If you anticipate or experience any barriers to learning in this course, please discuss your concerns with me. If you have a disability, or think you may have a disability, contact the Student Disability Access Center (SDAC) to request reasonable accommodation(s) for this course. If you have accommodations through SDAC, send me your Faculty Notification Letter as soon as possible and meet with me so we can develop an implementation plan together.

Students may be entitled to reasonable accommodations for pregnancy, childbirth, or related medical issues. Please contact SDAC for additional information. Pregnant and parenting students are encouraged to contact SDAC or EOCR to discuss plans and ensure ongoing access to their academic courses and program. Information for pregnant and parenting students is also available on EOCR’s Pregnancy and Parenting Resources webpage.

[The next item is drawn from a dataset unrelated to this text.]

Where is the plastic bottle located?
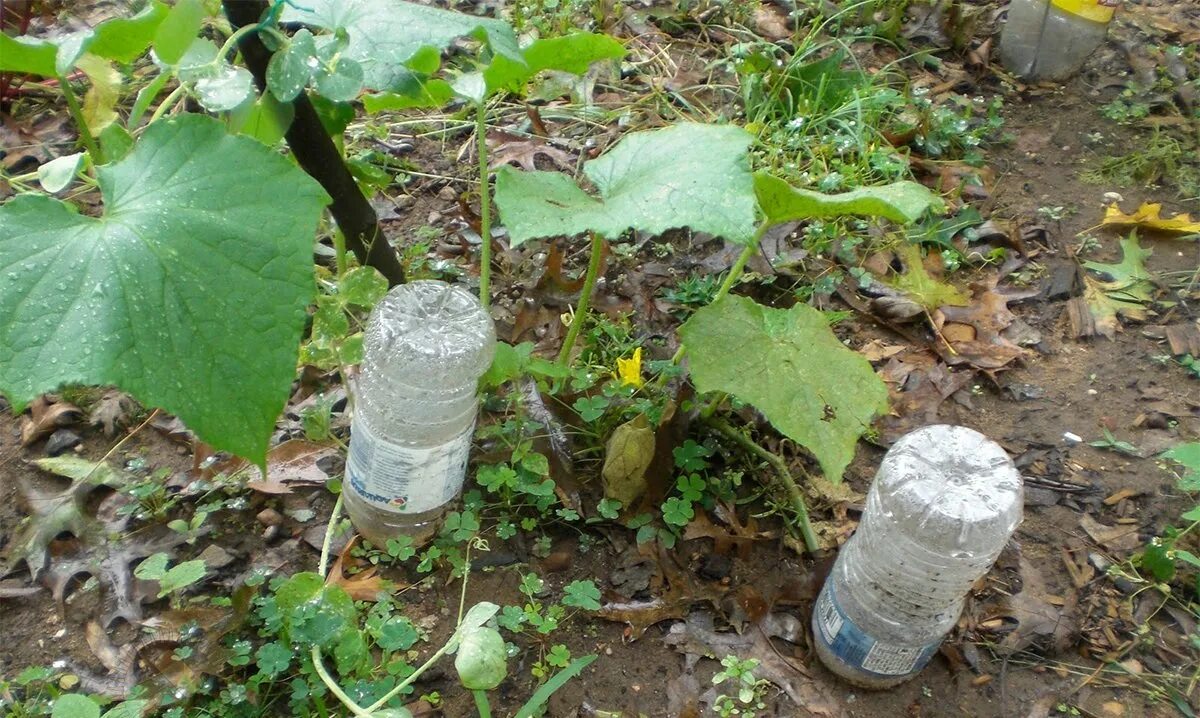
[812,425,1021,688]
[342,281,496,546]
[1000,0,1121,80]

Religious Academic Accommodations

UVA also provides reasonable accommodations when a student’s sincerely held religious beliefs or observances conflict with academic requirements. Students who wish to request an academic accommodation for a religious observance should submit their request to me by email as far in advance as possible. If you have questions or concerns about your request, you can contact the University’s Office for Equal Opportunity and Civil Rights (EOCR) https://eocr.virginia.edu/accommodations-religious-observance. Accommodations do not relieve you of the responsibility for completion of any part of the coursework you miss as the result of a religious observance.


Student Mental Health and Wellbeing

The University of Virginia is committed to advancing the mental health and wellbeing of its students, while acknowledging that a variety of issues directly impact your academic performance. Residential MSDS students may access the School of Data Science Embedded Psychotherapist Beth Holt Wright, LCSW by:

Scheduling online through the Healthy Hoos Portal, emailing mdj7wf@virginia.edu, or calling CAPS at 434-243-5150. Notify the receptionist that you are enrolled in the School of Data Science.

If you need expedited / urgent support, consider a walk-in appointment at the main Counseling and Psychological Services (CAPS) location on the 4th floor of the Student Health and Wellness Center.

If you or someone you know is feeling overwhelmed, depressed, and/or in need of support, contact the CAPS Care Managers at CAPSCareMgrs@virginia.edu.

For help finding a community therapist, visit the CAPS Community Referrals page.